Sharing memory across multiple computers?

10,763

Solution 1

You cannot do this for a simple C/C++ project.

Common computer hardware does not have the physical properties that support this directly: Memory on one system cannot be read by another system.

In order to make it appear to C/C++ programs on different machines that they are sharing memory, you have to write software that provides this function. Typically, you would need to do something like this:

  1. Allocate some pages in the virtual memory address space (of each process).
  2. Mark those pages read-only.
  3. Set a handler to receive the exception that occurs when the process attempts to write to the read-only memory. (This handler might be in the operating system, as some sort of kernel extension, or it might be a signal handler in your process.)
  4. When the exception is received, determine what the process was attempting to write to memory.
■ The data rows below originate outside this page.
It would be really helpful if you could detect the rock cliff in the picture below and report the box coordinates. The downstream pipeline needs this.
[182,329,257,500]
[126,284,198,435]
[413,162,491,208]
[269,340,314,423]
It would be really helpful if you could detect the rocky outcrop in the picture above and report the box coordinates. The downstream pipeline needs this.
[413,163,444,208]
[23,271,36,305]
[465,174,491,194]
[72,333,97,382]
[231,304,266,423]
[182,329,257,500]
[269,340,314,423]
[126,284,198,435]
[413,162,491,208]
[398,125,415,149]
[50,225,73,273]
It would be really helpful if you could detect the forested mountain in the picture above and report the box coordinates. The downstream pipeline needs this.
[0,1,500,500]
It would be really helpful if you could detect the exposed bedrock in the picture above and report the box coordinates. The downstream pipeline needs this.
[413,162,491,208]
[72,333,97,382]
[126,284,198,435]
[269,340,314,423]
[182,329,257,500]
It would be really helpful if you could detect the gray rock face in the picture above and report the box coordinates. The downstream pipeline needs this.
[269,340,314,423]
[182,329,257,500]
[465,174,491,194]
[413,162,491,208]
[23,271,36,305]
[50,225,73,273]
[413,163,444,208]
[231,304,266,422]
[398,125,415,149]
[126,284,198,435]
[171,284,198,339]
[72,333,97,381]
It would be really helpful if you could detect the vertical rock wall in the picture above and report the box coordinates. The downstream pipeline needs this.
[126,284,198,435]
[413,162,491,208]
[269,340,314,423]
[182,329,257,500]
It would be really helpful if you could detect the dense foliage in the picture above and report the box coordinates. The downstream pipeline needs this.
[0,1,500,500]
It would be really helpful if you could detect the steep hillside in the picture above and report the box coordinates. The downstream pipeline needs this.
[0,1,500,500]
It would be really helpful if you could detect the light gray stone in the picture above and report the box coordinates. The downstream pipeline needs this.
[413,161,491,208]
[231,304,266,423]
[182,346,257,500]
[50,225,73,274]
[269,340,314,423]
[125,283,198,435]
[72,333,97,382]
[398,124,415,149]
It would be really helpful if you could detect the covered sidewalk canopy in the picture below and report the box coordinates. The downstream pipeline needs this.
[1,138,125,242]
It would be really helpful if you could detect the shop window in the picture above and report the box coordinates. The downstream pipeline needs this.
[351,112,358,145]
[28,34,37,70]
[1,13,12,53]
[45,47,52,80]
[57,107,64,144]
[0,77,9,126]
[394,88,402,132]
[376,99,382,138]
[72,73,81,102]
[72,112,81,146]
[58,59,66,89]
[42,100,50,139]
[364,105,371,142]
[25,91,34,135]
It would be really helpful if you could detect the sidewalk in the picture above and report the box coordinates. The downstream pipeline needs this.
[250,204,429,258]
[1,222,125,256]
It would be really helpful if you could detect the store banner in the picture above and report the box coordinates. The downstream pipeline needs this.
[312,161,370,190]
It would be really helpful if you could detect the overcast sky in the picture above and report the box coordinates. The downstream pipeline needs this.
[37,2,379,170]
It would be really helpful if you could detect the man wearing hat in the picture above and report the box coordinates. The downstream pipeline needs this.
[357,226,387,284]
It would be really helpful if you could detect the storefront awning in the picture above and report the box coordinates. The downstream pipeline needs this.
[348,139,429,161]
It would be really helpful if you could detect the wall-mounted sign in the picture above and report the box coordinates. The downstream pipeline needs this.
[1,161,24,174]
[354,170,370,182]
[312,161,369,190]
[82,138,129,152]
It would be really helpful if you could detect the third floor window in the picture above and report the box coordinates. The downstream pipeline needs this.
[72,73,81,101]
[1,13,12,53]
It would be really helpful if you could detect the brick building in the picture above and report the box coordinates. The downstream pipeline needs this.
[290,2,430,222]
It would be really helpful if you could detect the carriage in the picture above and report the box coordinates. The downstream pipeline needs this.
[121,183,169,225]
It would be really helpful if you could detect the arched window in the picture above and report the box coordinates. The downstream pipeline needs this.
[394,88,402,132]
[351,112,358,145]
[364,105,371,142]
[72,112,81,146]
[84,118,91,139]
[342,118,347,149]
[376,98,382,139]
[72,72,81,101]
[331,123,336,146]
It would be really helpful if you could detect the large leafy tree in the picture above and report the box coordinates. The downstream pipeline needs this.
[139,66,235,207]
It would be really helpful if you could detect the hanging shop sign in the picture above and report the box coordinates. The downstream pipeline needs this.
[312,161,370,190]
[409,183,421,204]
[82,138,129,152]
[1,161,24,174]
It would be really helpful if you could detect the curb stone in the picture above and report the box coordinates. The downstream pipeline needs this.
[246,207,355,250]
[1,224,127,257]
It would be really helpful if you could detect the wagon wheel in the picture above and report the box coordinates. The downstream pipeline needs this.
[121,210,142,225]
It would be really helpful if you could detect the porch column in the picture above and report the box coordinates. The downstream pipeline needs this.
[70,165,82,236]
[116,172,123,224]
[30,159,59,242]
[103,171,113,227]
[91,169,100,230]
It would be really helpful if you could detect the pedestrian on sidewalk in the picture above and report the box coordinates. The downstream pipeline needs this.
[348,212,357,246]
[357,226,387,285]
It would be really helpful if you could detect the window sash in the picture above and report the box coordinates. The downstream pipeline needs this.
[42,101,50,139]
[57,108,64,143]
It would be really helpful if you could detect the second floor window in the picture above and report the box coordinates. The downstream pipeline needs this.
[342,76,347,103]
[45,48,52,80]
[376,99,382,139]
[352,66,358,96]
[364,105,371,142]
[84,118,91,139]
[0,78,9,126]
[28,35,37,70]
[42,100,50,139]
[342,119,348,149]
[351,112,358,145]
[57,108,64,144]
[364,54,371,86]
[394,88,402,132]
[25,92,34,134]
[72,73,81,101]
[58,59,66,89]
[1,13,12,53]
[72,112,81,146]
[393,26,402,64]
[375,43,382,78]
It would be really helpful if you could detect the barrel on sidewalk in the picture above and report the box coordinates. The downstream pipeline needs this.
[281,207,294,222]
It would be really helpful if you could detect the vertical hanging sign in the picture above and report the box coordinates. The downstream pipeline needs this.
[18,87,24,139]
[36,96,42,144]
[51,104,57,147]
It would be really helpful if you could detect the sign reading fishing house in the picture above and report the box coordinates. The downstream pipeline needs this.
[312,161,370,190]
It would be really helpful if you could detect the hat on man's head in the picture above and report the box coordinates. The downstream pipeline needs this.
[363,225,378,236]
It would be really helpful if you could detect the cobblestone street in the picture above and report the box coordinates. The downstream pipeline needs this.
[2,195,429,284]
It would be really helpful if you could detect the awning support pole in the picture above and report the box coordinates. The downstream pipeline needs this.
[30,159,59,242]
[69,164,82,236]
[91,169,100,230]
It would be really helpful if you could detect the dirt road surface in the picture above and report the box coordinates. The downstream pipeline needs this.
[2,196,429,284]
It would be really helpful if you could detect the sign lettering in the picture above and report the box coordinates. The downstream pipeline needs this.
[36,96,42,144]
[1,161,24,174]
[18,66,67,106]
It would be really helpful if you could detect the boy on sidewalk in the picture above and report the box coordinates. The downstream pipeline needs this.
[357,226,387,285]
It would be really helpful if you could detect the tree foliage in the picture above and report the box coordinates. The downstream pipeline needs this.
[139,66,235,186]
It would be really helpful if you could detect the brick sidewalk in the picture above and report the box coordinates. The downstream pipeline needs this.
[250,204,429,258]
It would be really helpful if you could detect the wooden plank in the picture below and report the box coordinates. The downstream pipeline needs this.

Write that to the page (perhaps by writing it through a separate mapping in virtual memory to the same physical memory, with this extra mapping marked writeable).
  5. Send a message by network communications to the other machine telling it that memory has changed.
  6. Resume execution in the process after the instruction that wrote to memory.

Additionally, you need to determine what to do about memory coherence: If two processes write to the same address in memory at nearly the same time, what happens? If process A writes to location X and then reads location Y while, at nearly the same time, process B writes to location Y and reads X, what do they see? Is it okay if the two processes see data that cannot possibly be the result of a single time sequence of writes to memory?

On top of all that, this is hugely expensive in time: Stores to memory that require exception handling and network operations take many thousands, likely hundreds of thousands, times as long as normal stores to memory. Your processes will execute excruciatingly slowly whenever they write to this shared memory.

Solution 2

There are software solutions, as noted in the comments. These use the paging hardware in the processors on a node to detect access, and use your local network fabric to disseminate the changes to the memory. One hardware alternative is reflective memory - you can read more about it here:

https://en.wikipedia.org/wiki/Reflective_memory http://www.ecrin.com/embedded/downloads/reflectiveMemory.pdf

Old page was broken

http://www.dolphinics.com/solutions/embedded-system-reflective-memory.html

Reflective memory provides low latency (about one microsecond per hop) in either a ring or tree configuration.

Share:
10,763
imacake
Author by

imacake

Im a linux fanboy. (and Rainbow Dash)

Updated on June 04, 2022

Comments

  • imacake
    imacake almost 2 years

    I'd like to share certain memory areas around multiple computers, that is, for a C/C++ project. When something on computer B accesses some memory area which is currently on computer A, that has to be locked on A and sent to B. I'm fine when its only linux compitable.

    Thanks in advance :D

  • imacake
    imacake over 11 years
    This is exactly what i want to do. Do you know anything more about writing my own kernel extension? Also, I want to send code through the network, too, so that code and data being operated on will be on the same computer, and that'll be quick. the results will be shared only. Its about the possibilities. The problem you see in syncronisation is weird to me. just lock the page before sending it?
  • Eric Postpischil
    Eric Postpischil over 11 years
    These are complex issues and require a great deal of study and work. I can only recommend learning about each piece individually first. How do you change pages on your system to read-only? How do you create maps with two different sets of virtual addresses to the same memory? How do you write a signal handler? How do you decode the instruction that caused an exception? How do you send messages over the network?
  • Eric Postpischil
    Eric Postpischil over 11 years
    Simply locking the page is likely not a solution to the synchronization issue. If you lock the page and send an update to the other system, what happens if the other system sends an update at the same time? Do you reject it? Then what is the other system supposed to do, since it already applied its update locally and released the process to continue executing?
  • imacake
    imacake over 11 years
    Do you know any system like that for linux which does the job? I've already looked at tldp.org/LDP/lkmpg/2.6/html/lkmpg.html here and I think it wouldn't be that much of a hard job, it'd just take time(too much time).
  • Eric Postpischil
    Eric Postpischil over 11 years
    I cannot help further due to the large amount of work required and believe that, in the absence of compelling reason, dissuading you from pursuing this is the best course of action. Any practical problem likely has a better solution.
  • Ryan Brown
    Ryan Brown over 11 years
    It's a C++ compiler problem. The CPU accesses memory remotely in exactly the same way but C++ is built for that, whereas it's not built for other remote communications.